Should be a great turnout! Hope to see you there.

PFF's own Connor's Jigs and Gatorback Spoons are throwing us a bash after weigh-in!


----------



## JoeZ (Sep 30, 2007)

You guys catch'em up. 

If you're still standing after the bash, cruise over to Pcola Beach. We'll be weighing fish until 7:30 at Paradise B&G and the party went till about 4 or so last year.


----------



## Fish Happens (Oct 21, 2007)

Joe, 



What tournament is weighing in at Paradise B&G this weekend?


----------



## Brad King (Sep 30, 2007)

> *Fish Happens (5/29/2009)*Joe,
> 
> What tournament is weighing in at Paradise B&G this weekend?


The Queen of Kings tournament


----------



## Chris Phillips (Oct 1, 2007)

http://www.saltwater-events.com/queen_of_kings_ladies_king_mackerel_tournament


----------



## Fish Happens (Oct 21, 2007)

Oh yea...forgot about that one. Thanks Brad and Chris. 



Brad...you fishing tomorrow with ECRC? If so, I'll see ya there. We will be fishing a yellow Kenner.


----------



## Brad King (Sep 30, 2007)

> *Fish Happens (5/29/2009)*Oh yea...forgot about that one. Thanks Brad and Chris.
> 
> Brad...you fishing tomorrow with ECRC? If so, I'll see ya there. We will be fishing a yellow Kenner.
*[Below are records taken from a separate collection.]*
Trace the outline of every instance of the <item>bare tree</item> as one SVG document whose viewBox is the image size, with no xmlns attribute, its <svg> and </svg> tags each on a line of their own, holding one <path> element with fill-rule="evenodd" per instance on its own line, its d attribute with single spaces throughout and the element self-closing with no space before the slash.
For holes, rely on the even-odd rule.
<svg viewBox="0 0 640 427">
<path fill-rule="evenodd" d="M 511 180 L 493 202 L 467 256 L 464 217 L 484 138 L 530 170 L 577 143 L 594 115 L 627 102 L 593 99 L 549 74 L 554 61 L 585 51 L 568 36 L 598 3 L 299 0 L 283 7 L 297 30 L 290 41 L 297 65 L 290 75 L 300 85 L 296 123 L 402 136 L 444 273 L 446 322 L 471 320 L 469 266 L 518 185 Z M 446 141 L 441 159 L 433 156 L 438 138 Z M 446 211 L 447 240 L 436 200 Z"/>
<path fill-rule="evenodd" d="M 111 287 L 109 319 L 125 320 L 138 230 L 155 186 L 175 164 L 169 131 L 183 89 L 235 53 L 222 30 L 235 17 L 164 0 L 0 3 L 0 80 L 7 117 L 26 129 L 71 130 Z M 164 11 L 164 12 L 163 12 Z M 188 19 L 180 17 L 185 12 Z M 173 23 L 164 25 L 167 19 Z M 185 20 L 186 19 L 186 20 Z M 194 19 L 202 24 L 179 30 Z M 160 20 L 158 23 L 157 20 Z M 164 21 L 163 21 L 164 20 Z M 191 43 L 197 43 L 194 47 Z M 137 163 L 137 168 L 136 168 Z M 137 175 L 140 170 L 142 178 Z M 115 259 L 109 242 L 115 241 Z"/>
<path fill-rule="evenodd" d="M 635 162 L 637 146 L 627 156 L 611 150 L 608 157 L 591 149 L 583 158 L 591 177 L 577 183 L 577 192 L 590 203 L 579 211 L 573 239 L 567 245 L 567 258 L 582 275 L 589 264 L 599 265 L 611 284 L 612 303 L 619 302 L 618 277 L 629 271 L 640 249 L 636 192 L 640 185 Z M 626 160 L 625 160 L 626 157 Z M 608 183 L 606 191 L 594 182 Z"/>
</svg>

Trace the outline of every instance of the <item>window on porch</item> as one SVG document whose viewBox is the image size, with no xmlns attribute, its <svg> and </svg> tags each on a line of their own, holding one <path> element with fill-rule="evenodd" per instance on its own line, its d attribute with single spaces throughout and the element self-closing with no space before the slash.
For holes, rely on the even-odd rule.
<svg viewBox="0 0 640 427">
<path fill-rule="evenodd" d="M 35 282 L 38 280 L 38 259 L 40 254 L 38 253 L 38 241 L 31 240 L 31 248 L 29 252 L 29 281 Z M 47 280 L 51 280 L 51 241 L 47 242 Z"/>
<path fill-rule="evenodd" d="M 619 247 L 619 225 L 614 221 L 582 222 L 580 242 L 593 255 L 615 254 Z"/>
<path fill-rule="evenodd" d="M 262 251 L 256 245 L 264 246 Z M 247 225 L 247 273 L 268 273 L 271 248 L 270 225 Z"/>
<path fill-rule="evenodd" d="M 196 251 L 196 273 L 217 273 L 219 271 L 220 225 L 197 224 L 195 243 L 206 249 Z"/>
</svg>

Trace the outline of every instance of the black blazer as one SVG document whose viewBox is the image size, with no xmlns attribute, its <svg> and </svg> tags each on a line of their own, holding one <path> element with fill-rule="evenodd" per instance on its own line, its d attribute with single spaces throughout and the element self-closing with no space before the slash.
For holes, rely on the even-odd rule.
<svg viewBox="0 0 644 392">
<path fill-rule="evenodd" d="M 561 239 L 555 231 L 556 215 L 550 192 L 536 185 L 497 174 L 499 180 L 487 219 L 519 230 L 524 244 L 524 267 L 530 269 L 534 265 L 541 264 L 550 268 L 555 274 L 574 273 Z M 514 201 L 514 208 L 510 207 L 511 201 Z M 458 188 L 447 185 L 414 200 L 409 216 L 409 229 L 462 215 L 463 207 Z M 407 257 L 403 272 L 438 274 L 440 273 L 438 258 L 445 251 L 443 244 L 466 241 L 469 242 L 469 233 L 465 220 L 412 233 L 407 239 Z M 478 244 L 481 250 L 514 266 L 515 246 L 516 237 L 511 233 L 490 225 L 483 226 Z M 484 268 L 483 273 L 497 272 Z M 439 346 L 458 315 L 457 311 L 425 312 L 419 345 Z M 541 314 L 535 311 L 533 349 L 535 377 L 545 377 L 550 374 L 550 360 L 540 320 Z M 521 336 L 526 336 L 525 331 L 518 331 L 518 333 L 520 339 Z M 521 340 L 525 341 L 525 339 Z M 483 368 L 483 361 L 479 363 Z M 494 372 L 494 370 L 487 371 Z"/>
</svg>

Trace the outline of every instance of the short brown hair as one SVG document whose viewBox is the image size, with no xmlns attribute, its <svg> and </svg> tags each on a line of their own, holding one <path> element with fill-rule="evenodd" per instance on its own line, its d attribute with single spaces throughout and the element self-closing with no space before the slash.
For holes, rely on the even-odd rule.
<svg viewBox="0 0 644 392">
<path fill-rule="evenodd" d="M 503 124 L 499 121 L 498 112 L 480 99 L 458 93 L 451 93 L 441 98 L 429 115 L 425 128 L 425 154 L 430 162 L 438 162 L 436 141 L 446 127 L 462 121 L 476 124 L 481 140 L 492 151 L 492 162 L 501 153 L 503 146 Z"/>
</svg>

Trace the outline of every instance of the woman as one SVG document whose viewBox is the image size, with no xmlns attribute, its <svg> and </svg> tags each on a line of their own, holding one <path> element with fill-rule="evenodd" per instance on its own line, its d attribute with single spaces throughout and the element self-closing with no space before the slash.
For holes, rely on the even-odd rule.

Yeah brother we'll be there!!!! We're in an older model Century 2101. Looking forward to meeting you!!


----------



## Fish Happens (Oct 21, 2007)

Sweet man. We will be there bright and early. I met you durring the last Pensacola tournament that was postponed to later that day. It was March I think. But anyway, I'll see you there. I'm a bit of a tall guy. 6'3" 200lbs. cant miss my lanky ass. haha


----------